Satire Stranger Than The Onion

WaPo Ombudsman Little Debbie Howell reports in her column this morning on a few of her typically small-bore, sideshowey concerns about fairness at the formerly great newspaper. Today she's bugged over this swipe a sailing columnist took at Bush: "As anyone who has lived in the United States the last eight years knows, a rudderless ship is not so good"; and by a link that appeared on the WaPo's home page to a video at the WaPo-owned The Onion.
More...

Jim Brady, washingtonpost.com executive editor, provides Howell a defense of the link to The Onion:

If everything we link to has to have the exact same standards as The Post, that would rule out an awful lot of good, interesting content. The word 'standards' applies to the way in which we do things and shouldn't be translated to mean that anyone who doesn't hold the same standards is wrong.
Which provides an opening for some "good, interesting" commentary on WaPo "standards" from several readers, among them cassidyt:
...[T]he ombudsman should be focusing on serious errors in the Post (of which there are many every day) and not on the inanities with which Howell concerns herself....

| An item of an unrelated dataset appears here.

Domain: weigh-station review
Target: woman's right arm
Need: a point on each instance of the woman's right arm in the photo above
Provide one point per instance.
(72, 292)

Let's just take an example. The Post has, for many months, evinced a willingness to completely dismiss the National Intelligence Estimate that concluded last fall that Iran has terminated its nuclear weapons program. There were two more instances of that this week. Richard Perle simply insisted, without the benefit of any supporting evidence, that the Iranian nuclear weapons program continues apace. Fred Hiatt, last Monday, grossly mischaracterized the NIE in his column on Iran.

Perhaps Ms. Howell could explain to her readers the Post's policies regarding the publication in its op-ed pages of purportedly factual assertions that are not only completely baseless, but contrary to the best available evidence. Does she feel the Post has an obligation to ask Mr. Perle to elaborate in his op-ed on the basis for his assertion that Iran maintains and active nuclear weapons program? Does she feel that the Post has an obligation to inquire as to whether Mr. Hiatt even bothered to read the NIE before grossly mischaracterizing it in his op-ed?

Ms. Howell has established that she can scrupulously comb the Post for any metaphor employed by its sports reporters that could be somehow interpreted as vaguely "anti-bush". But can she perform the ombudsman's principal task of elucidating for readers the journalistic tenets behind the Post's coverage of the most important issues of our day?

6/28/2008 6:28:33 AM
I'd say that's some "Blog Rage" you can believe in, Mr. Brady.